Un mois après, je te quittais. Et la seule chose que j’ai ressentie a été un immense soulagement. Ce jour-là, j’ai pris une décision : je ne ferai plus de pénétration jusqu’à ce que j’en ressente une envie et un désir clair. Le mettre en pratique a été super difficile. Il m’a fallu, et il me faut encore, de la patience avec moi et avec mon corps. J’ai appris que le corps garde une mémoire. J’ai trouvé très difficile de désapprendre à me forcer. Avec toi, j’avais établi une stratégie bien rodée pour assourdir toutes les alarmes corporelles, taire la douleur et la peur. Je suivais un scénario physique pour coller à ce que je pensais être une sexualité normale et attendue par l’autre. Je n’avais plus aucune idée de ce que je désirais, de ce que j’aimais, de ce que je voulais. J’avais pris l’habitude de sortir de mon corps si besoin, de « dissocier » et j’essayais de tenir le plus longtemps possible avant l’explosion de larmes.
Dans mes relations sexuelles qui ont suivi, j’ai eu la chance de tomber sur des personnes qui ont très bien compris cette condition : pas de pénétration.

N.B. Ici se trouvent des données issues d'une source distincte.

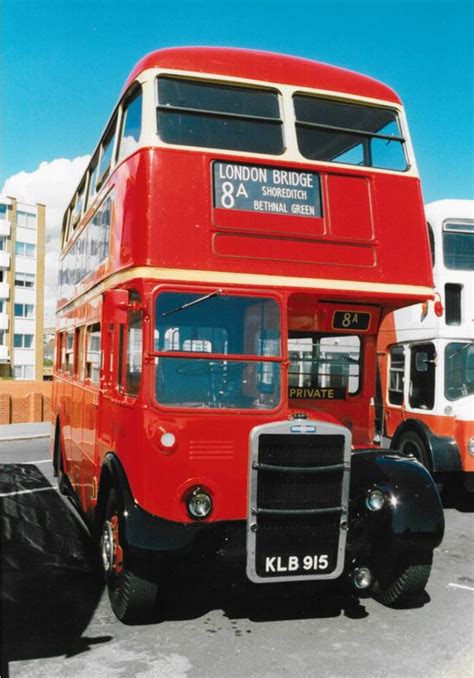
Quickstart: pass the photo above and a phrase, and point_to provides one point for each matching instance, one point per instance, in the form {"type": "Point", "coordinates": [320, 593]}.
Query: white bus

Iels l’ont acceptée, l’ont respectée, n’ont jamais essayé de la transgresser, voire certain·es même m’ont remerciée car, selon elleux, ça apportait quelque chose de différent dans le rapport, quelque chose de chouette à expérimenter. Certains ont réagi en riant et en disant qu’ils ne voyaient pas où était le problème. D’autres ont participé à ma reconstruction en me soutenant que si je ne retirais aucun plaisir, iels n’étaient surtout pas intéressé·es par le rapport. Certain·es m’ont dit que la pénétration n’étaient pas la pratique qu’iels préféraient. Certain·es m’ont assuré que la pénétration n’était pas un objectif, ni dans un rapport, ni dans une relation sur plus long terme « tu sais, entre nous, ça peut aussi ne jamais arriver, je m’en fiche ». Aucun·e ne m’a fait ressentir sa frustration, aucun·e ne me l’a fait peser. Aucun·e ne m’a culpabilisée de mon malaise, de mes crises de panique, ou du fait que je stoppais le rapport subitement. J’ai fait un deuxième travail, sur les cicatrices du corps, avec des médecins bienveillant·es, de bon conseil, et qui ne segmentent pas strictement le corps et le psychologique.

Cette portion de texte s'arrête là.